D = (F*Height^3) / (3*E*I)

E = Youngs Modulus
I = Second Moment of Area

Any help pointing me in the right direction would be appreciated!

 

[ergospherical]

The force $\mathbf{F}$ is an inertial force and satisfies $\mathbf{F} = -m\mathbf{a} = m|\mathbf{a}| \hat{\mathbf{x}}$; it acts at the centre of mass of the vertical beam. The point of application is important, because it determines the numerical pre-factor in the beam deflection formula. ($m$ is the mass of the vertical beam).

 

[sabz333]

Yes ok perfect, I just wanted to make sure I was thinking about this correctly!
So the Force being seen by the top of the vertical beam is equal to the acceleration of the base multiplied by the weight of the beam.

 

[ergospherical]

Corrected it for you :)

So the Force being seen by the top centre of the vertical beam is equal to the acceleration of the base multiplied by the weight mass of the beam.

 

[Baluncore]

In the longer term, you are modeling an inverted pendulum that will have stored energy and a resonant frequency.

 

[A.T.]

The force $\mathbf{F}$ is an inertial force and satisfies $\mathbf{F} = -m\mathbf{a} = m|\mathbf{a}| \hat{\mathbf{x}}$; it acts at the centre of mass of the vertical beam.
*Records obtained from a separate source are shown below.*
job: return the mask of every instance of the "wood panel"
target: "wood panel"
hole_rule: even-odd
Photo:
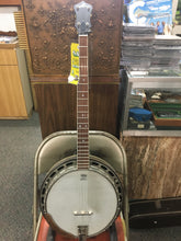
[[[12,49],[0,49],[0,65],[10,65],[10,66],[16,66],[16,55],[15,50]]]
[[[122,137],[129,199],[181,196],[181,138]]]
[[[79,0],[24,0],[33,72],[70,71],[70,44],[77,42],[73,5]],[[122,0],[88,0],[93,5],[89,35],[91,76],[118,77]]]
[[[18,66],[0,66],[0,116],[27,116]]]
[[[21,5],[22,0],[1,0],[0,5]]]
[[[77,129],[77,87],[33,83],[42,136],[57,130]],[[109,97],[108,97],[109,96]],[[90,84],[90,129],[116,136],[118,84]]]

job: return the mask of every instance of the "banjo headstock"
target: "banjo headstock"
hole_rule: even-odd
[[[76,11],[75,25],[77,27],[78,34],[88,34],[91,31],[90,16],[92,12],[92,5],[82,1],[76,4],[73,8]]]

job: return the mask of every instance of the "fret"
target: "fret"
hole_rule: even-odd
[[[79,36],[79,83],[77,87],[77,163],[89,168],[89,66],[88,35]]]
The inertial force acts unifomly on the entire beam. Just like uniform gravitation, so those two can be combined into a single uniform field. Uniform fields by themselves don't cause deformation, but the force acting on the base does.

 

[ergospherical]

Technically inertial forces don’t act anywhere, since they’re not actually forces but rather terms arising from the frame transformation. So just choose the most convenient description.

 

[A.T.]

Technically inertial forces don’t act anywhere, since they’re not actually forces but rather terms arising from the frame transformation. So just choose the most convenient description.

The most convenient description, that still gives you the correct answer to the question. For the question of deformation it makes a difference whether you assume the force acts at the CoM or is distributed over the entire beam.

 

[Lnewqban]

As your inertial load is not punctual at mid-span, your case is similar to the one shown in this picture:

 

[ergospherical]

The most convenient description, that still gives you the correct answer to the question. For the question of deformation it makes a difference whether you assume the force acts at the CoM or is distibuted over the entire beam.

That's fair, you're right!